Please don't take this badly but you may be hurting him far more than you know.
He makes a suggestive comment, or something to imply he wants sex. You seem to respond positively - go turn off the light topless etc, but then reject what he actually wants.
My wife does this to me, and the teasing followed by rejection really hurts. She will go along with flirtatious actions / comments all evening, then not actually want any intimacy. It would be far better if she just told me up front that she wasn't feeling like anything sexual that evening. Otherwise I'm left trying to consciously ignore any flirting she does in order to avoid being hurt / rejected later.
This leads to the poisonous situation where I don't "trust" her flirting. Too often she flirts, I get interested / excited, only to be rejected. I develop a defense where I will play along if she flirts, but deep down I protect myself, don't let myself really believe that it means anything. So when we do have sex, I'm always starting out with the expectation that I will be rejected. Rather than a natural build-up to passion, its play-acting with my defense up, and it makes the entire experience far less enjoyable.
It teasing - not the good sort, but the bad sort where you pretend to throw a ball for your dog to catch, but don't really do it.
Of course this needs to be a two way street.
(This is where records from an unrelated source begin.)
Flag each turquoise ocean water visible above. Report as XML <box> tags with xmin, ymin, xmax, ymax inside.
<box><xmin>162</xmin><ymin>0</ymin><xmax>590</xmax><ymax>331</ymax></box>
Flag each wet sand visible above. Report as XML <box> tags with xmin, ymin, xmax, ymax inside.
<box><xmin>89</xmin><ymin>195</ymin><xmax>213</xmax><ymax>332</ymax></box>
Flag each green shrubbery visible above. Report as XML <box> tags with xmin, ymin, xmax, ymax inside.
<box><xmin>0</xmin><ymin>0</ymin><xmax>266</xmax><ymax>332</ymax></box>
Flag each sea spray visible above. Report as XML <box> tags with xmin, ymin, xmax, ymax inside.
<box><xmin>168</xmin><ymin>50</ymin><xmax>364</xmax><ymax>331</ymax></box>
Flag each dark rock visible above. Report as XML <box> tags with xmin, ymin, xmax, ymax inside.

Be sure he knows what arouses you, that for you the kisses on the neck mean a lot. He may not realize the thinks that matter to you, but if he knew, he might be happy to do them.
Actually, I'd say he probably initiates more than I do.
There are many times when it's a mutual initiation though.
He just did, 2 nights ago: ) It was a really good night.
Then last night, we were getting in bed later than usual and I brushed his suggestive comments aside...BUT the good news is that I am becoming more aware of how I do that. I do it a lot, I am noticing.
For example, he was already in bed as I was getting into my pajamas and I said I still need to turn the light off- which means I have to walk across the room- he mentioned something about me doing it topless, so I did, but kept my back to him, being shy, but playful about it.
Then he said to just be aggressive. I asked him what that looks like to him and he flat out said it looks like a blow job, lol! I laughed and then that was that...we kissed goodnight and I am right now realizing that was probably him wanting another night of steamy pleasure, like the previous night...but I totally wrote it off. Damn.
I don't know what's wrong with me, but I am in such a habit of listening with one ear when he starts making sexual comments. Not because I am against being sexual though...I don't know why?
I always take what he says with a grain of salt because, now that I really think about it, he does flirt a lot and make suggestive comments, so I suppose I am in the habit of just playing it off..never fully dismissing him though.
I flirt back, but I don't consciously see those things as his way of telling me he is interested in being sexual with me...sometimes it's not that, it's justvflirting mid-day, which is good! I like that too: )
Anyway, I think talking about it doesn't arouse me the way touching me does. It *can* if he does it in a really sensual way...especially if he is also looking at me at the same time, like wants to devour me; )
Normally, talking is fun and playful, but it doesn't get me going like a soft touch on my thigh or him slowly kissing my neck would.
I guess, too often, his words fall on deaf ears...yikes. That sounds terrible!